9) If either party fails to perform any provision of this Agreement or in
the case of the Company, it becomes insolvent and a proceeding under
bankruptcy law is commenced and not discharged within 60 (sixty) days,
then that party shall be considered in default of this Agreement upon
a written notice from the other party.
Upon receipt of a written notice of default, the defaulting party
shall, at its own expense, undertake immediate steps to remedy such
default. Should the defaulting party fail to remedy such default
within 30 (thirty) business days, after receipt of such written notice
of default, the non-defaulting party may, in writing, without
prejudice to any other rights under this Agreement and/or applicable
laws, terminate this Agreement. If a default is remedied and any
subsequent default of the same or similar nature committed by the same
previously defaulting party occurs within one year following the first
default, the other party may terminate this Agreement upon 10 (ten)

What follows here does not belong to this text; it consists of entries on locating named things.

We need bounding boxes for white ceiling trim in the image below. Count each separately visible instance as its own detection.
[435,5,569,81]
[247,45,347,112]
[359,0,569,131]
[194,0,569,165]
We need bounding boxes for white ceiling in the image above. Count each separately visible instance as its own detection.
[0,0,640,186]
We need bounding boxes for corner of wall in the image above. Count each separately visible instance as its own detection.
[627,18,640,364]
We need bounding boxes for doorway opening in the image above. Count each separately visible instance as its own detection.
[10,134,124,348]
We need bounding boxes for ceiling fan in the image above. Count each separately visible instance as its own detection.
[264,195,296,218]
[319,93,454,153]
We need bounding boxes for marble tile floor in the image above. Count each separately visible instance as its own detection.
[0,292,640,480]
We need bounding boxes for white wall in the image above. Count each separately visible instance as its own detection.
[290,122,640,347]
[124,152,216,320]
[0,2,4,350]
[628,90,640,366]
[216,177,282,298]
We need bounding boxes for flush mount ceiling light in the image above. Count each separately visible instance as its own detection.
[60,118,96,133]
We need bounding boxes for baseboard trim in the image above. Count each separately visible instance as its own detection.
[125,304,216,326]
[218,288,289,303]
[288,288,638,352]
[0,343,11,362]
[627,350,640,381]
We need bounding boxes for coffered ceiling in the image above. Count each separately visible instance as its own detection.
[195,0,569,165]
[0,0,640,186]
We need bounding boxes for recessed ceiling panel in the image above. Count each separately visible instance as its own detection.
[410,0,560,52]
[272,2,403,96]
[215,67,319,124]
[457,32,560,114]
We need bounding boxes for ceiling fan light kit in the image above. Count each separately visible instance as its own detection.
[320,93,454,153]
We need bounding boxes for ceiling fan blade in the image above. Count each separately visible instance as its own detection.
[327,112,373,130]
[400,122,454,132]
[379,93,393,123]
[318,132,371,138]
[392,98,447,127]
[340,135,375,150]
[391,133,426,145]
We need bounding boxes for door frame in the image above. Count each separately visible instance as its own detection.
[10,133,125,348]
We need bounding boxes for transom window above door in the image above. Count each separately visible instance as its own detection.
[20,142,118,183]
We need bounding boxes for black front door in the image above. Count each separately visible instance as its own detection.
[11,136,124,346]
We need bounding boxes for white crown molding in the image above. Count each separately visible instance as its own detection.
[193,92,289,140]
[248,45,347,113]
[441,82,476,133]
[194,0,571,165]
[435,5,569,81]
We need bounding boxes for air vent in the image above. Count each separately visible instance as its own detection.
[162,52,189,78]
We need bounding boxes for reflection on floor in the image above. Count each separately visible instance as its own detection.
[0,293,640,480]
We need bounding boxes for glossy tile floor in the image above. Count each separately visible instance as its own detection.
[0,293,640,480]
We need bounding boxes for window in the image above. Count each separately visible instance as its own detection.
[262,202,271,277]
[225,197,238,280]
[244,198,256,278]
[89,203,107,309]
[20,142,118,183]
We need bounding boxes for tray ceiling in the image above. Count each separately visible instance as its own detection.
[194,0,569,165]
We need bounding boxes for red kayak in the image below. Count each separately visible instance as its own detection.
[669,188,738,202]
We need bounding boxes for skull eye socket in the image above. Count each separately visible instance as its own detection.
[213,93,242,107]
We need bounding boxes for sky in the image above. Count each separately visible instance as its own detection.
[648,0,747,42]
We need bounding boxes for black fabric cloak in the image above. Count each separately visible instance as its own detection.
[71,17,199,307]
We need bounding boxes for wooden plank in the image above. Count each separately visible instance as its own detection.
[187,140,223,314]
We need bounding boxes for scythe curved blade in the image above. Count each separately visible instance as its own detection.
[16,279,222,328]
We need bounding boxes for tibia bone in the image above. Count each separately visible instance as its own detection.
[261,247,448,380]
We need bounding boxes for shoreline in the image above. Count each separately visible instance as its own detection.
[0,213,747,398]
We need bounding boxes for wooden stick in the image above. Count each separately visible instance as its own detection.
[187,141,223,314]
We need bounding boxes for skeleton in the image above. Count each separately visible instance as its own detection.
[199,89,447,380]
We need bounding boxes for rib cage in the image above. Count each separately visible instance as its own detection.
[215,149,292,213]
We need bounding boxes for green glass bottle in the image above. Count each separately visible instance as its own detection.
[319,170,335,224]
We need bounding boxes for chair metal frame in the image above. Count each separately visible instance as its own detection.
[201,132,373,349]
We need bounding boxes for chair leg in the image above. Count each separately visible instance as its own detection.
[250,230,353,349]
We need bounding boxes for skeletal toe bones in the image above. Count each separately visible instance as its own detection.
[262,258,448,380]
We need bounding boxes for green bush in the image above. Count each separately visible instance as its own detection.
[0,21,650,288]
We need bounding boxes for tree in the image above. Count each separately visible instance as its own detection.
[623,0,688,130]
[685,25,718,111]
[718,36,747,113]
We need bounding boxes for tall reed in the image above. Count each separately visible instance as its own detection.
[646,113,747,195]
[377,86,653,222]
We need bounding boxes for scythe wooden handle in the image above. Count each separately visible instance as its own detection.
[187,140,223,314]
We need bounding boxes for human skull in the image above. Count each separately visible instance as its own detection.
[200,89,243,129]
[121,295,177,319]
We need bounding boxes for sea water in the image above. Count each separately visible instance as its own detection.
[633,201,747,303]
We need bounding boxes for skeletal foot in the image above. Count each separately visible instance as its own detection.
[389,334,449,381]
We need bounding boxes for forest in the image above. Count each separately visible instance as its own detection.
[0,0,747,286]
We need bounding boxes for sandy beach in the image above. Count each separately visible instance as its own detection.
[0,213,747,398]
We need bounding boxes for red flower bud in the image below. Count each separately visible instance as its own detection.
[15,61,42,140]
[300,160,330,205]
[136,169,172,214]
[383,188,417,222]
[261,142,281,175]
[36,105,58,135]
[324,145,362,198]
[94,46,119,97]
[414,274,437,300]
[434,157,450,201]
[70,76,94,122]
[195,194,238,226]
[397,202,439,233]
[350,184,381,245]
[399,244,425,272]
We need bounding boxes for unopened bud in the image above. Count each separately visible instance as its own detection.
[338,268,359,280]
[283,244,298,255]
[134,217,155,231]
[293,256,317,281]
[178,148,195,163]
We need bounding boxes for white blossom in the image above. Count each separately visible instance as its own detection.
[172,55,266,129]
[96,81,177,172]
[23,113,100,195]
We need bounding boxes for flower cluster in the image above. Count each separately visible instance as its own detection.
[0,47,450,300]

days written notice without the right of the defaulting party to
remedy such default.
10) This Agreement may be terminated by the Company, at its sole option,
upon ninety (90) days written notice if the Company has a material
change in strategy for the
3
marketing of ACP in the Asian market or, in the Company's opinion, the
cost of continuing the Agreement outweigh the business gains
achievable in Asia or the Company experiences financial difficulties
causing it to substantially curtail its expenses.
11) This Agreement may be terminated by Consultant for any reason at the
end of the Consulting Period or at the end of any subsequent one-year
extension of the Consulting Period.
12) Consultant's agrees to comply with all applicable laws of Japan. In
addition:
a) Consultant agrees not to offer, pay, promise to pay, or authorize
the payment of any money, or offer, give, promise to give, or
authorize the giving of anything of value, to any employee of a
customer, or potential customer or government employee for the
purpose of improperly influencing a business decision to its
benefit.
b) Without limiting any other rights or remedies of the Company,
Consultant agrees to indemnify and hold the Company, its officers
and directors harmless from and against any and all claims,
losses, liabilities, judgments, settlements, expenses and costs,
including attorneys' fees, to which the Company may be put or
subjected by reason of Consultant's breach of paragraph 12a.
In the event Consultant performs unlawful acts in connection with this
Agreement, the Company shall be under no obligations to pay Consultant for such
services connected with unlawful acts.
13) In performing its consultancy services hereunder, the Consultant
understands that it shall not execute any documents or assume
commitments on behalf of the Company without prior written consent of
the Company.
14) Consultant agrees during the term of this Agreement not to accept work
or enter into a contract inconsistent with Consultant's obligations to
refrain from competitive activity, conflict of interest, transfer of
confidential or proprietary information or other obligations under
this Agreement.
15) Consultant agrees to indemnify the Company from any and all loss or
liability incurred by reason of the alleged breach by Consultant of
any confidentiality or services agreement with anyone other than the
Company. Consultant shall hold the Company harmless from damages or
obligations incurred by reason of conduct of Consultant while
performing services hereunder or otherwise.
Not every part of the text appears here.